3) “What did disabled people do before plastic straws?” Before straws, drinking meant relying on someone else to hold and control your drink, or using specialist drinking aids. This made drinking much more complicated and labour-intensive, and meant that how much you drank, and when, was at someone else’s discretion. It lacked dignity and, pardon the pun, it sucked. While, as I say, I totally support campaigns against the over-use of plastics, I strongly urge campaigners to bear in mind the following points:
Consider Different Perspectives – An outright ban would leave many disabled people without a straightforward, dignified way to drink.
Be Realistic – If service providers are compelled to stop providing plastic straws, is it really likely that they will source environmentally friendly alternatives rather than just stop offering them at all? It’s much more likely that suitable alternatives would be offered only if became mandatory.
Don’t Demonise Straws – Demonising straws, describing them as ‘frivolous’ or the people who use them as ‘selfish’, sends very negative messages to those of us who rely on them for our most basic of needs – access to water. Campaigns that fail to acknowledge the impact of a ban on disabled people send the message that they don’t matter. Does this reflect what campaigners really believe?
Listen to Disabled People and Their Advocates – Disabled people know what we need, so please listen to us. I’ve seen too many comments and posts that dismiss disabled people’s concerns, or challenge us about what we require. Giving unsolicited advice on how to drink is patronising and, unless given by a health professional like at OT who has assessed that person’s drinking and swallowing capabilities, potentially dangerous.
For me the most sensible approach includes the following:
- A shift to straws being provided only on request
- Tighter requirements about how plastic is disposed of
- Greater investment in biodegradable and recyclable materials
I appreciate that if using a straw isn’t a vital part of your day-to- day life this issue might seem trivial, and the strength of feeling amongst disabled people seems to have surprised many campaigners. Over the last few days I’ve read comments like: “I don’t understand the anger” or “Why not focus on real problems?”

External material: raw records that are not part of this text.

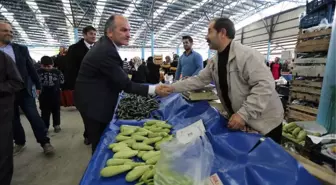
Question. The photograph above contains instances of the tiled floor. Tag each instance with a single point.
(31, 167)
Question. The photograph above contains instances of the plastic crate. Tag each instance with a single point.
(315, 18)
(316, 5)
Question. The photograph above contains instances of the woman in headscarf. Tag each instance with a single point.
(139, 71)
(154, 71)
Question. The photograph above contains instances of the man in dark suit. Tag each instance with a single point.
(101, 78)
(24, 99)
(75, 56)
(10, 83)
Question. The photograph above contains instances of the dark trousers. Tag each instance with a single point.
(95, 130)
(85, 135)
(6, 145)
(28, 106)
(50, 105)
(276, 134)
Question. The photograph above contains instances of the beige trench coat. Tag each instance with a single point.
(251, 87)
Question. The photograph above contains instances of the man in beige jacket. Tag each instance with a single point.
(244, 84)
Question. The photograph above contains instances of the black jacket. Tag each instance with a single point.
(74, 57)
(154, 73)
(100, 80)
(25, 66)
(140, 76)
(10, 83)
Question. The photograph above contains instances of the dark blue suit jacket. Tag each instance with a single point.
(26, 68)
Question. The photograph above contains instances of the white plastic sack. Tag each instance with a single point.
(185, 164)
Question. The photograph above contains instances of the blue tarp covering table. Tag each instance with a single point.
(240, 159)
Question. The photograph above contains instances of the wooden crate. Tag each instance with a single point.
(305, 96)
(300, 116)
(306, 83)
(313, 45)
(304, 109)
(306, 35)
(310, 61)
(309, 71)
(310, 90)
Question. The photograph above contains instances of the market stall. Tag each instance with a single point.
(240, 158)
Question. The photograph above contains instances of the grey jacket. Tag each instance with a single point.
(251, 87)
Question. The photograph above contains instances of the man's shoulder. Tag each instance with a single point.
(196, 53)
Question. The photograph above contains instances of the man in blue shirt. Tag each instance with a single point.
(191, 62)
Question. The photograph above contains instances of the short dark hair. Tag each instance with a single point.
(46, 60)
(109, 24)
(188, 37)
(227, 24)
(88, 28)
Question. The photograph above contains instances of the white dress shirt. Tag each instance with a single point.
(89, 46)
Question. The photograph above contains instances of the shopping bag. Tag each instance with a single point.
(185, 164)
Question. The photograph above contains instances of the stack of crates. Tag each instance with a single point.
(316, 11)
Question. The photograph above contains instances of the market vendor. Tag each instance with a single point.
(101, 78)
(244, 84)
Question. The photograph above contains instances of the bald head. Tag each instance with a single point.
(117, 29)
(6, 33)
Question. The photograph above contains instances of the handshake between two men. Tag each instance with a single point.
(164, 90)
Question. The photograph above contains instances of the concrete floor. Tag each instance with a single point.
(66, 167)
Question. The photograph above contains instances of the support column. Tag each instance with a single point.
(268, 51)
(152, 43)
(143, 52)
(76, 34)
(327, 108)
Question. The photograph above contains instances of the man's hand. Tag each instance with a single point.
(185, 77)
(164, 90)
(236, 122)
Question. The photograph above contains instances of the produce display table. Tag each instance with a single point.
(240, 158)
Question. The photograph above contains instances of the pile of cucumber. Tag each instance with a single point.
(294, 133)
(137, 142)
(136, 107)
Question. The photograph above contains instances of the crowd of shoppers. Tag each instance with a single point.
(93, 74)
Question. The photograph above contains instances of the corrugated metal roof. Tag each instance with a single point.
(51, 22)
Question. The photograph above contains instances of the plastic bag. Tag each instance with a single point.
(185, 164)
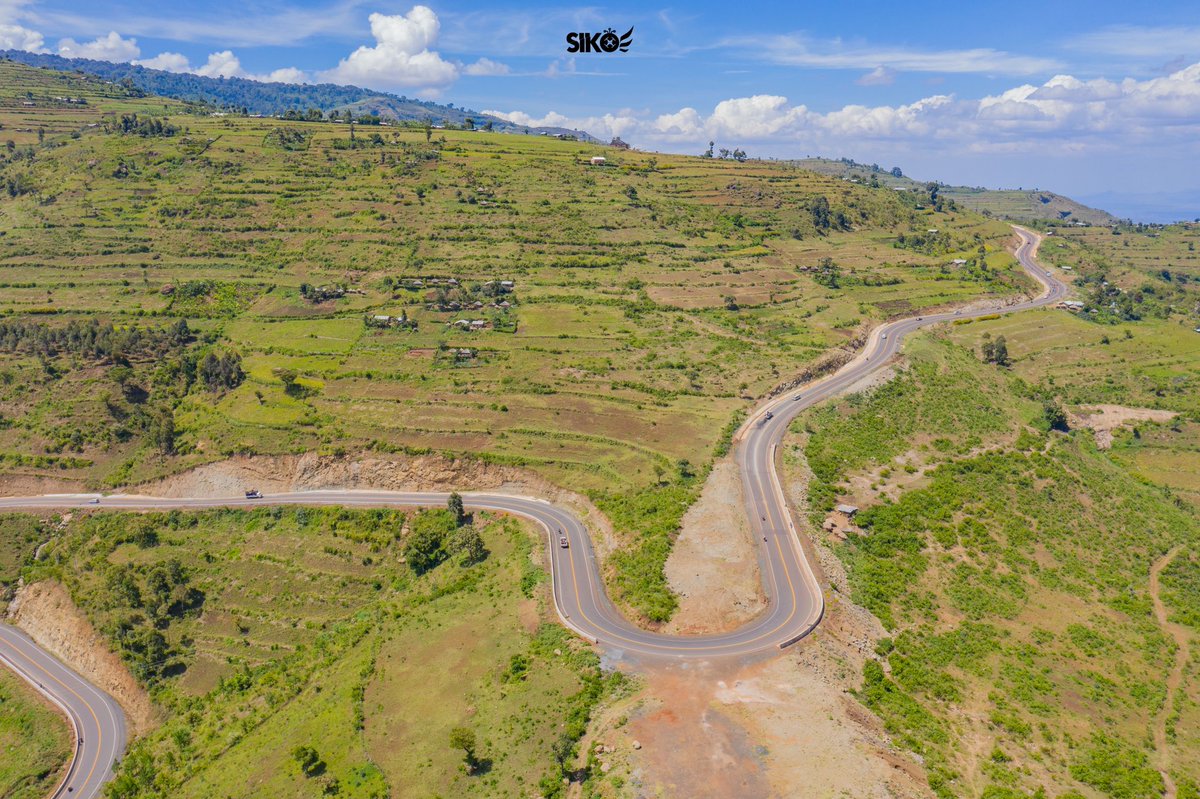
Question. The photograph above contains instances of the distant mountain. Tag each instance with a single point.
(1015, 204)
(258, 97)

It should be obvious that not being able to drink is a ‘real problem’ and for disabled people much of the anger comes from our basic requirements not being considered in proposed legislation. The cumulative impact of not being thought about, of having to justify our needs, and of having our bodies or way of living problematised is exhausting and demoralising.
I want to live in a world that uses its resources thoughtfully and sustainably, but I also want to live in one that’s inclusive. I know that with careful thought and planning, this is entirely possible.
A couple of years ago when I was asked to talk to a group of design students about the inventions that made my life easier, I drew up a list of my most essential items. These included my wheelchair, alarm system, bath lift and medication reminders, but what came top of the list was straws.
I feel compelled to challenge the widely-held belief that straws are pointless. For many of us the reverse is true: they’re empowering, liberating, and essential items that bring independence and essential sustenance. An outright ban would make my life and that of many other people infinitely harder.
We must tackle our society’s plastic problem, but let’s do so together in a way that considers different perspectives and requirements.